Several methods included in the framework have been analysed in more detail to identify the advantages and disadvantages of these methods in practice. Chapter 5 presents the results of assessment of uncertainties in estimates of 1990 N20 emissions from agriculture in The Netherlands using the methods of error propagation and importance analysis. The results indicate that only a small number (three out of 23) of uncertain inventory parameters have large share in the inaccuracy of the emission inventory. These parameters include emission factors for indirect N20 emissions (EF5), the fraction of N leaching from agricultural soils (Fracleach) and the emission factor for direct soil emissions (EF1). Reducing the inaccuracy in the inventory should therefore focus on improved quantification of indirect emissions (based on EF5 and Fracleach) and direct soil emissions (EF1). From a methodological point of view, the results of the N20 case study show that quantification of input value inaccuracy through error propagation is influenced by the statistical
quantification interpretation of the available information in the IPCC Guidelines (default values, and uncertainty ranges of emission factors in particular). This result provides an indication that the extent to which inaccuracies can be assessed depends not only on the characteristics of the method used for the assessment but also on the available information on inventory parameters. Identification of inventory parameters having the largest share in the inaccuracy, on the other hand, was not influenced by the statistical interpretation of IPCC information.
Chapter 6 describes the results of assessment of uncertainty in a European emission inventory of S02 in 1994 using forward air quality modelling and atmospheric measurements. The problem with this type of assessment is that it is not easy to pinpoint emission inventory inaccuracy as single cause of the deviation between measurements and model results.

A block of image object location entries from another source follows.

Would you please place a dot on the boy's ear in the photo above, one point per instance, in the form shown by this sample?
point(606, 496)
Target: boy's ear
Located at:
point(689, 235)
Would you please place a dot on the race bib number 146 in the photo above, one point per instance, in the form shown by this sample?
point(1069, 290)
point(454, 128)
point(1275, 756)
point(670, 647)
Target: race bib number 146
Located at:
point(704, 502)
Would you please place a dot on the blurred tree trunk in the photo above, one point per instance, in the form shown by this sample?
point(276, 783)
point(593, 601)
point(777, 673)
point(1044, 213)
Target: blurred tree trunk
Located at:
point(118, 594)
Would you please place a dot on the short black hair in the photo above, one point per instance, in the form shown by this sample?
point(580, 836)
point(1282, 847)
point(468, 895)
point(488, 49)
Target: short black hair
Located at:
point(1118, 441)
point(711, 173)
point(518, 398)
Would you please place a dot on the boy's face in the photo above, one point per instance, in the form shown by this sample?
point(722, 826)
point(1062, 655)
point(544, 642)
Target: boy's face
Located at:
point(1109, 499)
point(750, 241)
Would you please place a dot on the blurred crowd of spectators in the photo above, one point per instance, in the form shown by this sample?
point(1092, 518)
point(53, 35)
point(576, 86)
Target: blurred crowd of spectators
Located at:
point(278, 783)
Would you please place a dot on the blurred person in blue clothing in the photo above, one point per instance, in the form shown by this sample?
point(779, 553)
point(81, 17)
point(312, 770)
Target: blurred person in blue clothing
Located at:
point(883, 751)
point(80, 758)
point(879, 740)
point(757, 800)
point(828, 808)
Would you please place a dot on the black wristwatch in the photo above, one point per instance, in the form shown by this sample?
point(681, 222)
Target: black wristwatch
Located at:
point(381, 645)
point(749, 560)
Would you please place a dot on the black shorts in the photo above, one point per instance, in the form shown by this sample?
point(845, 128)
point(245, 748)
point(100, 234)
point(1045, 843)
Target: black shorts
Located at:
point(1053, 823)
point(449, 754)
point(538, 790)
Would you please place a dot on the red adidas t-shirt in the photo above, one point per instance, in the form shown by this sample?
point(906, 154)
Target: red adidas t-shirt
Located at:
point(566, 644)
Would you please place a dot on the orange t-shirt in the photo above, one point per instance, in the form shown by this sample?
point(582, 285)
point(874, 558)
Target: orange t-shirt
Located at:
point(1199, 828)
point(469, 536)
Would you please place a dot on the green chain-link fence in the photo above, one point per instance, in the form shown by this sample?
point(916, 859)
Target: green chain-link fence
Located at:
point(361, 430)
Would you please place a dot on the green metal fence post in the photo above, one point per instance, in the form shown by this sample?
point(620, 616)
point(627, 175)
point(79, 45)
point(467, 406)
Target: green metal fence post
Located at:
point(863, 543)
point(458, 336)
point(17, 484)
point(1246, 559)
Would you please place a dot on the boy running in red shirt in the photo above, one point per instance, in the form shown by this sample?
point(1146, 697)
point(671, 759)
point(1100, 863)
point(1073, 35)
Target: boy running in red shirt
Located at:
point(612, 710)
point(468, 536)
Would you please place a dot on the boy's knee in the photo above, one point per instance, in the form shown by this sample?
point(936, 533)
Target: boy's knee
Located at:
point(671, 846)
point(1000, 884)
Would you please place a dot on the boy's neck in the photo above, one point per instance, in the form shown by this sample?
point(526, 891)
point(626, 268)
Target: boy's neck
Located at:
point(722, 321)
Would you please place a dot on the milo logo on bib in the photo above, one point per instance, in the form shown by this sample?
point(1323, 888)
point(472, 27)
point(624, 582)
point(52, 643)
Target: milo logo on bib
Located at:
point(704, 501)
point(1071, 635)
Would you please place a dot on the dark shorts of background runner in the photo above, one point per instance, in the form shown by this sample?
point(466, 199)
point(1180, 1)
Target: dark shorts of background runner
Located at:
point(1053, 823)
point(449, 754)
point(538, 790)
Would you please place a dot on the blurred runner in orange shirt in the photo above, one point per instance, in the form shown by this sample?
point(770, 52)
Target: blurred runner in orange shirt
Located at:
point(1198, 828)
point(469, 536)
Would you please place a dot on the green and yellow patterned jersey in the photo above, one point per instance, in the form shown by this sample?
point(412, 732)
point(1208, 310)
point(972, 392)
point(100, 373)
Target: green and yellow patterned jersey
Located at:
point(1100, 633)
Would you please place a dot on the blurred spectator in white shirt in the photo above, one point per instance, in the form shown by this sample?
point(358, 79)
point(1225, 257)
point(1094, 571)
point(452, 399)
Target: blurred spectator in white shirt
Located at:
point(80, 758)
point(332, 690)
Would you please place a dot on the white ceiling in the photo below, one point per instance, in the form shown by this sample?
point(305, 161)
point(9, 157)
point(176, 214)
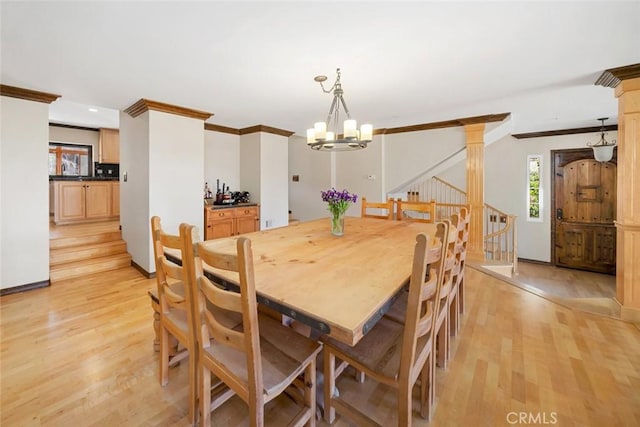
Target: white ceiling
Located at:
point(249, 63)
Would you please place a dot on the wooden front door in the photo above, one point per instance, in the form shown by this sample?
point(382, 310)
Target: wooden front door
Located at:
point(584, 207)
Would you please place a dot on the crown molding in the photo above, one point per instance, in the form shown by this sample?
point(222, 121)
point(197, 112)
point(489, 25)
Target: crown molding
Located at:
point(62, 125)
point(144, 105)
point(248, 130)
point(266, 129)
point(222, 129)
point(564, 132)
point(488, 118)
point(613, 76)
point(27, 94)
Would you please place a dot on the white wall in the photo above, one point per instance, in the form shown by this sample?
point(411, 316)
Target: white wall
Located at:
point(354, 170)
point(222, 160)
point(263, 173)
point(409, 154)
point(134, 192)
point(24, 192)
point(274, 164)
point(163, 157)
point(176, 171)
point(314, 171)
point(250, 167)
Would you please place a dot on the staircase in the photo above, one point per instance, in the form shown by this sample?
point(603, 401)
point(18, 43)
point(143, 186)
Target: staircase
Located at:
point(500, 238)
point(86, 252)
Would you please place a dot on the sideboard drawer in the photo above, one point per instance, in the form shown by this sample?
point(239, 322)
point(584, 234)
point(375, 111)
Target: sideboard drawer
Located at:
point(248, 211)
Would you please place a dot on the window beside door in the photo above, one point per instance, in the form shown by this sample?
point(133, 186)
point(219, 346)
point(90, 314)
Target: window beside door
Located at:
point(534, 188)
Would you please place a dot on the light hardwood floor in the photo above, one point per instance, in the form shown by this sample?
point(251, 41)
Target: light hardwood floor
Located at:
point(582, 290)
point(80, 353)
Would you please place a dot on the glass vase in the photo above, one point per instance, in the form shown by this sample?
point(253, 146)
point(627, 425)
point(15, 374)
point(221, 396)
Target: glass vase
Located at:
point(337, 225)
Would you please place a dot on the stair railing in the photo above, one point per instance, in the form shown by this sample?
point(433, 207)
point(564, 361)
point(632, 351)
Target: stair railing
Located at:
point(500, 235)
point(500, 238)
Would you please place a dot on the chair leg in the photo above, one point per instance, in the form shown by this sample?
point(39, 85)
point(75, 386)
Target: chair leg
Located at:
point(453, 316)
point(426, 388)
point(461, 292)
point(310, 392)
point(443, 342)
point(164, 357)
point(204, 380)
point(404, 405)
point(193, 383)
point(329, 385)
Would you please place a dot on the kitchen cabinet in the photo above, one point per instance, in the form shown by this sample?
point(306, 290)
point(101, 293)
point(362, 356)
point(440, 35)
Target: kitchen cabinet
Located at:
point(109, 146)
point(76, 201)
point(231, 221)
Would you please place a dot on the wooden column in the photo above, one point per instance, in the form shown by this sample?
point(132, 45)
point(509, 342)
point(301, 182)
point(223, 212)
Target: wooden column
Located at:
point(475, 187)
point(628, 209)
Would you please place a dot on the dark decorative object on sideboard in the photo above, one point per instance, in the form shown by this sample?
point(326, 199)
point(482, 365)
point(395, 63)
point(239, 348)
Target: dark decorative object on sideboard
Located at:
point(240, 196)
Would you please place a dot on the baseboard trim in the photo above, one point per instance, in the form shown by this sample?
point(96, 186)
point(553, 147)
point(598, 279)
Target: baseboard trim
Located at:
point(24, 288)
point(631, 314)
point(533, 261)
point(142, 271)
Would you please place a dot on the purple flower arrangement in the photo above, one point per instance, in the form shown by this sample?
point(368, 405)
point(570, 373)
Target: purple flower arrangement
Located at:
point(338, 201)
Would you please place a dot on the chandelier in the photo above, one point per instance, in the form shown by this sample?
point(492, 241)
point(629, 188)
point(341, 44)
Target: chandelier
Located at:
point(603, 150)
point(321, 139)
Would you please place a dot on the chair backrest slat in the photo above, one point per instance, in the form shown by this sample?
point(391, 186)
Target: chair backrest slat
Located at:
point(420, 315)
point(381, 206)
point(416, 211)
point(213, 301)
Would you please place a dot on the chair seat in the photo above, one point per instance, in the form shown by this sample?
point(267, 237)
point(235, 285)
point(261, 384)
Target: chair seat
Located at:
point(284, 353)
point(380, 350)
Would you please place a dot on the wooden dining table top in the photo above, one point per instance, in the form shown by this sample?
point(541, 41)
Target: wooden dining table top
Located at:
point(338, 285)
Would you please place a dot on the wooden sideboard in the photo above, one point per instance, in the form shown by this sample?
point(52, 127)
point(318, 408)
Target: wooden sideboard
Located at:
point(222, 221)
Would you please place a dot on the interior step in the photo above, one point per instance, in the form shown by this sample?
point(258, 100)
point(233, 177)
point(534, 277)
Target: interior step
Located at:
point(88, 266)
point(503, 268)
point(76, 253)
point(84, 240)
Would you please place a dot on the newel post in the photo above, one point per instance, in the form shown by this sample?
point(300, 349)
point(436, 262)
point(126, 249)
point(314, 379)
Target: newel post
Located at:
point(475, 187)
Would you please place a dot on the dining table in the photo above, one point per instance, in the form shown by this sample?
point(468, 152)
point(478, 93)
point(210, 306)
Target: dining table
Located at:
point(339, 285)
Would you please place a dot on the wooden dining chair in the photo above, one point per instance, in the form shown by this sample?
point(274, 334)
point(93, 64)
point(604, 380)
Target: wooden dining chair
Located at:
point(392, 353)
point(442, 313)
point(455, 295)
point(416, 211)
point(256, 360)
point(382, 210)
point(175, 308)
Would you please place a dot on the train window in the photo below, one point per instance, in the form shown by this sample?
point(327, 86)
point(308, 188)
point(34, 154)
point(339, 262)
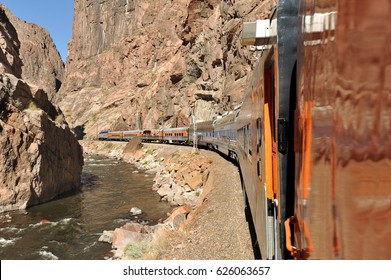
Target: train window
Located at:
point(259, 147)
point(249, 138)
point(245, 140)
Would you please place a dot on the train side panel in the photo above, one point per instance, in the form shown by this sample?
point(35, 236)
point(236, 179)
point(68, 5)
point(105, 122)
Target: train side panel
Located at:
point(343, 179)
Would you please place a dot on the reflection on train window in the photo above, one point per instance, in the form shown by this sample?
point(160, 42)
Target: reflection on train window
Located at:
point(249, 144)
point(259, 146)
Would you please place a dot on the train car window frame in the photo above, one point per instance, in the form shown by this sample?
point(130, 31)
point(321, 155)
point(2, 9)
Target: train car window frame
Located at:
point(259, 147)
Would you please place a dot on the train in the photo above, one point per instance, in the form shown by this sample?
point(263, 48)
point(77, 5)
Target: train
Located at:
point(312, 136)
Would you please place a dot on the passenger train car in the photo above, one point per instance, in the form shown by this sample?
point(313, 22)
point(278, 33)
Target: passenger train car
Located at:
point(312, 136)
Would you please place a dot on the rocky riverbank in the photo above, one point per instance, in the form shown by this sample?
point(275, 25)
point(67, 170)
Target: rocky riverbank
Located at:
point(185, 178)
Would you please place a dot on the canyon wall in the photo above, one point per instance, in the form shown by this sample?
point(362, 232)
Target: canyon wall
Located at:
point(39, 62)
point(155, 63)
point(40, 157)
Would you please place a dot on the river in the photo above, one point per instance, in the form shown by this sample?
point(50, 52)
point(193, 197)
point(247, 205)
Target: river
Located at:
point(69, 227)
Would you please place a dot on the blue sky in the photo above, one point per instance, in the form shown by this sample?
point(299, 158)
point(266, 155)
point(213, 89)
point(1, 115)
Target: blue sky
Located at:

Inaccuracies exist in both the inventory, model and measurements. In the case study it has been analysed whether wind-direction-dependent differences between calculated and measured concentrations can be used to assess inaccuracies in emission inventories. The results indicate that in three regions within the study domain inaccuracy in the emission inventory is the most likely cause for the discrepancy between modelled and observed S02 concentrations. These regions are Sachsen/Brandenburg (Germany), Central England and the western part of the Russian Federation. In Sachsen/Brandenburg and Central England the spatial distribution of the emissions seems to be inaccurate while in the western part of the Russian Federation the total emission estimate seems to be inaccurate. We developed a relatively simple method to identify inventory inaccuracies based on differences between the air quality model and atmospheric measurements. However, it was also shown that the method is primarily a tool for identifying relatively inaccurate parts of the inventory. The method cannot be used to analyse causes of the inaccuracies, such as inaccurate structure or input values. Furthermore, it was concluded that the method is more a qualitative than a quantitative approach.
There are three ways to use FRAULEIN in practice. First, in situations where the method for uncertainty assessment is prescribed, FRAULEIN clarifies the sources of uncertainty that can be identified, qualified or quantified. Second, if the objective of a study is to assess a specific source of uncertainty, FRAULEIN may serve as a guide for selection of the appropriate methods. Third, if the aim is to perform a full assessment of inaccuracy, FRAULEIN forms the basis of a four-step approach: (1) identification, qualification (2) and quantification (3) of the sources of inaccuracy, followed by evaluation to prioritise further research (4).